Steuerkommissär und Steuerkommission vertraten aber die Meinung, es habe
sich dabei um einen gewerbsmässig erzielten Gewinn gehandelt, da K. in
der fraglichen Zeit mit verschiedenen Objekten gehandelt habe.

    Mit seiner Beschwerde focht K. diese Betrachtungsweise an. Irgendwelche
Beweisanträge zur Abklärung des Kaufs und Verkaufs des Gemäldes hatte
er nicht zu stellen, da diese nicht streitig waren. Freilich machte
der Steuerkommissär in seiner Vernehmlassung an die Rekurskommission
geltend, das Geschäft mit dem Gemälde sei frei erfunden. Der von
K. deklarierte Gewinn müsse daher aus einer anderen Quelle geflossen
sein. Diese Vernehmlassung wurde dem Beschwerdeführer zur Kenntnisnahme
zugestellt. Dieser musste aber nicht voraussehen, dass die Rekurskommission
den Kauf und Verkauf des Gemäldes ebenfalls als nicht bewiesen betrachten
würde.
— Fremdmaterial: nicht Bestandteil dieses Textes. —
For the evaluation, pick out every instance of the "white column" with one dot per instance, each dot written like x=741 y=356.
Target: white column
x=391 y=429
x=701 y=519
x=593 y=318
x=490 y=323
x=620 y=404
Der Beschwerdeführer hatte deshalb keinen Anlass, im Verfahren
vor der Rekurskommission Beweismittel zu nennen, die geeignet waren,
den Inhalt seiner Darstellung zu bestätigen. Die Rekurskommission
machte den Beschwerdeführer auch nicht darauf aufmerksam, dass sie seine
Darstellung bezweifelte und dass deren Richtigkeit durch Beweismittel
belegt werden müsste. Durch diese Unterlassung hat die Rekurskommission
den Grundsatz des rechtlichen Gehörs verletzt. Dies führt dazu, dass das
Bundesgericht gemäss Art. 105 Abs. 2 OG nicht an den im angefochtenen
Entscheid festgestellten Sachverhalt gebunden ist, sondern diesen frei
und aufgrund eigener Beweismassnahmen überprüfen kann, sofern es nicht
vorzieht, den Fall an die Vorinstanz zurückzuweisen.